ECLI:NL:CRVB:2019:1689
Centrale Raad van Beroep
- Hoger beroep
- Rechtspraak.nl
Weigering WIA-uitkering wegens gebrek aan toegenomen beperkingen uit dezelfde ziekteoorzaak
In deze zaak heeft de Centrale Raad van Beroep op 22 mei 2019 uitspraak gedaan in hoger beroep tegen een eerdere beslissing van de rechtbank Rotterdam. De appellant, die als chauffeur werkzaam was, had een WIA-uitkering aangevraagd na een verslechtering van zijn gezondheidssituatie. Het Uwv had eerder zijn aanvraag afgewezen, omdat er geen sprake was van toegenomen arbeidsongeschiktheid uit dezelfde ziekteoorzaak binnen de gestelde termijn van vijf jaar. De rechtbank had het beroep van de appellant ongegrond verklaard, wat de appellant in hoger beroep aanvecht.
De Raad heeft de argumenten van de appellant beoordeeld, waaronder het advies van een onafhankelijke arts en medische informatie van zijn behandelaars. De Raad concludeert dat het Uwv terecht heeft vastgesteld dat er geen toegenomen beperkingen zijn die voortvloeien uit dezelfde ziekteoorzaak als bedoeld in artikel 55 van de Wet WIA. De Raad volgt de overwegingen van de rechtbank en voegt hieraan toe dat de verzekeringsarts bezwaar en beroep alle relevante informatie heeft beoordeeld en overtuigend heeft gemotiveerd dat er geen sprake is van toegenomen beperkingen in de relevante periode.

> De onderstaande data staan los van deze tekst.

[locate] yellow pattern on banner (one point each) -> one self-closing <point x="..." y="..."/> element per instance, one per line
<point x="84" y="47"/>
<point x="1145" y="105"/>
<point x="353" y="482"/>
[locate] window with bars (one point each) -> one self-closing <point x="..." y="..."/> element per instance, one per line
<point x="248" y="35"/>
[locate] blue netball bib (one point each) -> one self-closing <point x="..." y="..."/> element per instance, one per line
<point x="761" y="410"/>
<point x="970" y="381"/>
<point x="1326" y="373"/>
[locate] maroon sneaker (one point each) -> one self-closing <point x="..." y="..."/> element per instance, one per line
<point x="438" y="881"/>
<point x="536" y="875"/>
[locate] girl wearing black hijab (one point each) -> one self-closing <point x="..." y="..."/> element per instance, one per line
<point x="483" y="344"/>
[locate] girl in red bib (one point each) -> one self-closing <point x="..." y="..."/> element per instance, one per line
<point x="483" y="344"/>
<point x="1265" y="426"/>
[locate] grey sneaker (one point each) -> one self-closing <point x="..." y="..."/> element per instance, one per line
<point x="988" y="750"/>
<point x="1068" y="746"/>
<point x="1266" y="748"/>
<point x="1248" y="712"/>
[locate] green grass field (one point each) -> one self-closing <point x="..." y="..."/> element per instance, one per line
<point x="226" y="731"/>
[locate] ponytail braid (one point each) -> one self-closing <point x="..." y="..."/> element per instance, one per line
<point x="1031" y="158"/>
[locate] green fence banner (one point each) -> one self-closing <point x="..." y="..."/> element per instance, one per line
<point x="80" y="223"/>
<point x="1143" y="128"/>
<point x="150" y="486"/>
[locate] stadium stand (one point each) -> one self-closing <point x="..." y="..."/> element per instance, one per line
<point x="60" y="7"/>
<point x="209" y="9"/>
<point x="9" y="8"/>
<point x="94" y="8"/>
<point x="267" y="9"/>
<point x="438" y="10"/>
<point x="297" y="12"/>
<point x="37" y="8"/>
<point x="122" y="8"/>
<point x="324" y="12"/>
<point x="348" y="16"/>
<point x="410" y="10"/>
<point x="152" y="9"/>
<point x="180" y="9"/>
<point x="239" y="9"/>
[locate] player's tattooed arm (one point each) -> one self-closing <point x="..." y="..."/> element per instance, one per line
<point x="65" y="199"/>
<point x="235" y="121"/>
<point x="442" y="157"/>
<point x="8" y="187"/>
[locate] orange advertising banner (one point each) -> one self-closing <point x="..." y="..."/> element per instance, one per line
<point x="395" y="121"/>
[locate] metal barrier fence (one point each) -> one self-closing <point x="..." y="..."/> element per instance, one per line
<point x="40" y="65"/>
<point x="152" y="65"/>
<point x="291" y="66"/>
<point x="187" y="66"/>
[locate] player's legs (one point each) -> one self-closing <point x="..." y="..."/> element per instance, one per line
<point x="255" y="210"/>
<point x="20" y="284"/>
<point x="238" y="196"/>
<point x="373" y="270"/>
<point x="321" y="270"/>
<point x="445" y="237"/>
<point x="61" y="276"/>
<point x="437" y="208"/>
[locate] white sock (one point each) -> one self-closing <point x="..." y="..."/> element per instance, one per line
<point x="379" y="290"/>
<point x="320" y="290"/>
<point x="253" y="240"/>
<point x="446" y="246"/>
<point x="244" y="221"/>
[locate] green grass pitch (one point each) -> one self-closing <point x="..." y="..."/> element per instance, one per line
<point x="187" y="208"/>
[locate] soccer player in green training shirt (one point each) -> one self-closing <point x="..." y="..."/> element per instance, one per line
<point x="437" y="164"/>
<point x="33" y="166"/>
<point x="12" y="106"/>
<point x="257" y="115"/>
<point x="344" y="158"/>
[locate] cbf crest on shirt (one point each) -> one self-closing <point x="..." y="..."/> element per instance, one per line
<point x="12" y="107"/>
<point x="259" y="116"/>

De uitspraak bevestigt dat de eerdere beslissing van de rechtbank juist was en dat de appellant geen recht heeft op een WIA-uitkering, omdat hij niet voldoet aan de voorwaarden van toegenomen arbeidsongeschiktheid binnen de gestelde termijn. De Raad heeft geen aanleiding gezien voor een veroordeling in de proceskosten.